The nuns save their chattering for Thursdays. The cheese-making process begins with a Wednesday delivery of about 6,000 pounds of milk, which will result in about 600 pounds of cheese. The milk, from a Shenandoah Valley farm, is pasteurized and a culture added to produce curds.

 

* * * * *

As with the chores at the monastery, everyone pitches in to make the Gouda, a soft, mild cheese prepared with a Dutch recipe (and to clean up afterward, which is nearly a weeklong proposition to make sterile the stainless-steel-and-cinderblock industrial kitchen for the next week's batch). The sisters clearly enjoy themselves, though the work is hot and physically demanding, whether it's stirring the heated curds and whey or quickly packing and pressing the cheese in form-shaping hoops during an extremely time-sensitive stage.

 

Asked if the sisters ever utter bad words when things don't go according to plan, Sister Barbara said, "Not out loud."

In 2007, the nuns installed a new pressing machine from Finland. "Quite an invention," Sister Claire said appreciatively on a recent Thursday as she cut the sheetlike curds that came out of the contraption. The machine greatly reduced the strain on the sisters' aging backs and shoulders. Even so, the work is hard; the nuns' strong hands and muscled arms are evidence of that. One joked they didn't need gym memberships.

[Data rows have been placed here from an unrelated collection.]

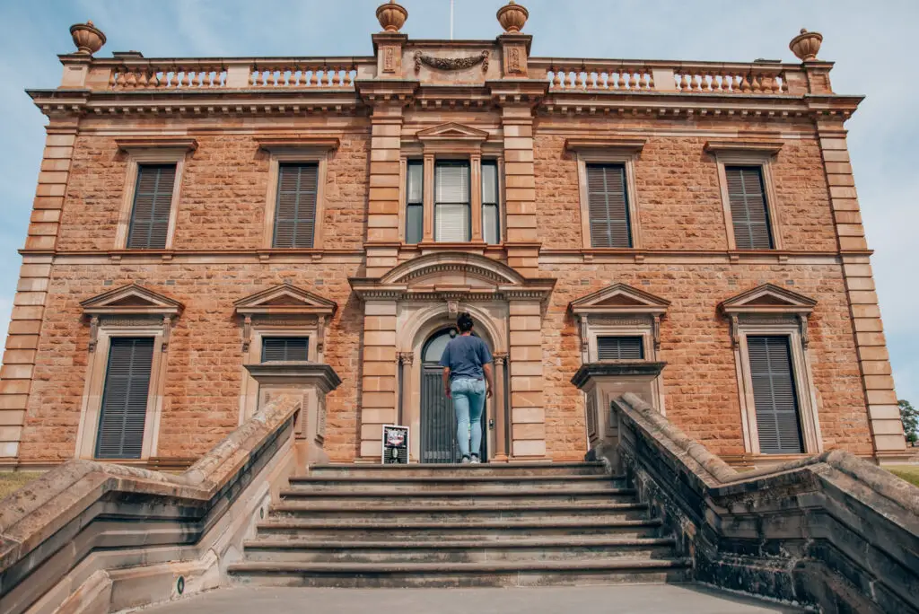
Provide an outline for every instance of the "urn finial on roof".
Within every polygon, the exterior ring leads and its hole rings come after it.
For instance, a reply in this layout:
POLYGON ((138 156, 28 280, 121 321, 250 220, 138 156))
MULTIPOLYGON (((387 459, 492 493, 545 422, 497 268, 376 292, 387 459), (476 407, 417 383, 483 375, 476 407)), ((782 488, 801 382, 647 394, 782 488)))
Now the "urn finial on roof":
POLYGON ((397 5, 396 0, 390 0, 377 6, 377 20, 385 32, 398 32, 406 19, 408 11, 404 6, 397 5))
POLYGON ((70 35, 76 45, 76 52, 81 55, 92 55, 106 44, 106 35, 92 21, 74 24, 70 27, 70 35))
POLYGON ((498 9, 498 23, 505 28, 507 34, 517 34, 523 29, 529 17, 529 11, 525 6, 509 0, 509 2, 498 9))
POLYGON ((809 62, 817 59, 817 51, 820 51, 820 44, 823 42, 823 35, 820 32, 809 32, 801 28, 801 33, 791 39, 789 49, 798 56, 801 62, 809 62))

After the cheese takes shape and the whey is drained away, the rounds of Gouda float overnight in a cold brine — "saltier than the Dead Sea," said Sister Barbara — and later will be hand-painted with a special rind that preserves the cheese and provides a surface for a protective coating of wax. The cheese is allowed to age, enabling development of a richer flavor, for several weeks to several months.

The nuns sell all of the Monastery Country Cheese they can make — with travel and other responsibilities, they make cheese about 30 times a year — and have no intention of increasing production. The income derived from the cheese is sufficient for their needs, and they don't want their cheese-making to take away from their spiritual pursuits.

The months leading up to Christmas are the busiest for sales. The nuns sell by phone, mail or in person; they haven't advanced to online sales. Visitors are welcome at the monastery every day to worship or pray in the tiny chapel, or to buy cheese. But don't expect a fancy little gift shop. The nuns will welcome you in and then go fetch a 2-pound wheel of Gouda from their refrigerator.

"People always say to me, 'Sister, can you just rub your hand over it or bless it with holy water and all the calories and cholesterol will go away?' " said Sister Barbara. "Afraid not. Moderation, you know."

However, she does tell such questioners that the cheese contains secret ingredients: "Love and prayer."